今度もなんとかかわすけど、恐怖に足が震えている。

「え、絵里、逃げるよ!」
「う、うんっ!」

命からがら逃げ出す。
グリフォンも途中までは追いかけてきたけど、なんとか撒けたみたいだ。
でも……無我夢中で走ってたあたしたちは完全に森の中に迷い込んでしまった。



◇     ◇     ◇



鳥籠の中の鳥は大空を飛べない。
孤児院で読んだ本にそんなことが書いてあった気がする。

まったくもってその通りだ。
物心ついたときから孤児院にいたあたしたちは、外の世界では生きていけなかった。

深い森の中でのサバイバル生活。
当然食料を与えてくれる人もいなければ、雨をしのぐ屋根も、暖かい寝床もない。
もうずいぶん飲まず食わずの生活が続いている。
そして体中傷だらけになっていた。


「れ、れーな……」
「絵里っ! しっかりして!」
「ごめんね、れーな……足引っぱっちゃって……」
「絵里っ……絵里っ!!」

揺さぶっても目を開けない。完全に衰弱しきってる。
ごめん……ごめんね、絵里……。
あたしが無理に付き合わせたりしちゃったばっかりに……。
自分の無力さが悔しくて涙が溢れた。

『グルルルルルッ……』

背後で聞こえた鳴き声にふり向く。
そこには初めて外に出た夜に遭遇したグリフォンがあたしたちを見ていた。
恐怖に体がすくむ。でも今度は逃げるわけにはいかない。
絵里を……守るんだ!

立ち上がり、絵里のそばから離れる。
そして、森の中で拾ったボロボロのナイフを構えた。


「……来いよ。差し違えてでも殺してやる!」



そのあとのことはよく覚えていない。
気がつくと目の前にグリフォンの死体が横たわっていた。
グリフォンの心臓に刺さっていたナイフを引き抜く。


「絵里……絵里……」

痛む体を引きずって絵里のところまで向かう。
当然ながらあたしも無事で済んではいない。
動くたびに全身が悲鳴をあげてる。これは何本か骨が折れてるな……。

「絵里……」

気を失ってる絵里の体を起こしてなんとか運ぶ。
ごめん、絵里……できればもうちょっとダイエットしててほしかったかな……。
それでもなんとか、気力だけで森の中を歩き続けた。



そして、どれくらい歩いただろう……。
目の前を覆っていた森の木々がとぎれた。
ようやく森から抜け出せたのだ。

「よかった……ここなら……誰かが……」

見つけてくれるかもしれない……。
そう思った瞬間、あたしは地面に倒れ込んだ。
もうすでに体力の限界は突破していた。

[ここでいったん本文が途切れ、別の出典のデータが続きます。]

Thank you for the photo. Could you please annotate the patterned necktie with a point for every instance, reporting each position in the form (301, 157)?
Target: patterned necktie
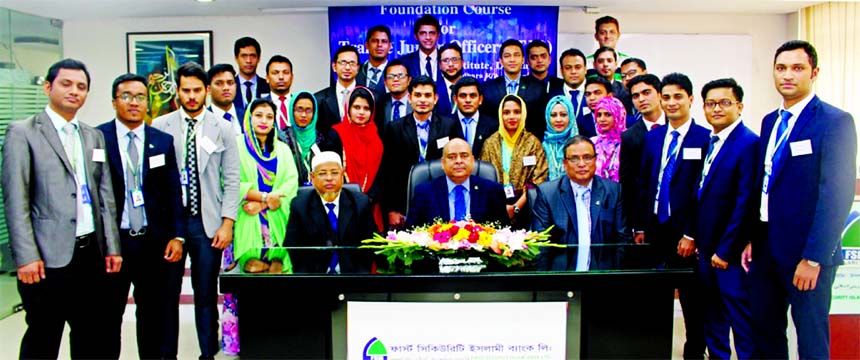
(193, 203)
(459, 202)
(663, 199)
(135, 213)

いつ倒れてもおかしくなかっただろう。


でも……まだ完全に助かったわけじゃない。
誰かここを通る保証はないし、もしかしたら先にあのグリフォンみたいなモンスターに見つかるかもしれない。
なんとか体を起こそうとして……あたしは見た。

どこまでも広がる漆黒の夜空と、そこに散りばめられた満天の星。
そしてその中で残酷なほど綺麗に輝いている満月。
世界は……こんなに広かったんだ……。

  ジャリッ……

その時なにかが砂を踏む音が耳に届いた。
続いて今まであたしたちに降り注いでいた月の光が遮られる。
誰っ……? まさか、モンスター?
なんとかもう一度顔を起こす。
そこに立っていた影は紛れもなく、あたしたちと同じ人間だった。
長い髪が風に揺れている。

「どうしたの!? 大丈夫!?」

振ってくる優しい言葉と優しい声。
感情がしっかりこもった聞き覚えのない声。あの孤児院の先生というわけでもないみたい。

あぁ、絵里……あたしたち……助かったんだよ……。
安心しきった瞬間、あたしの意識は完全に途切れた。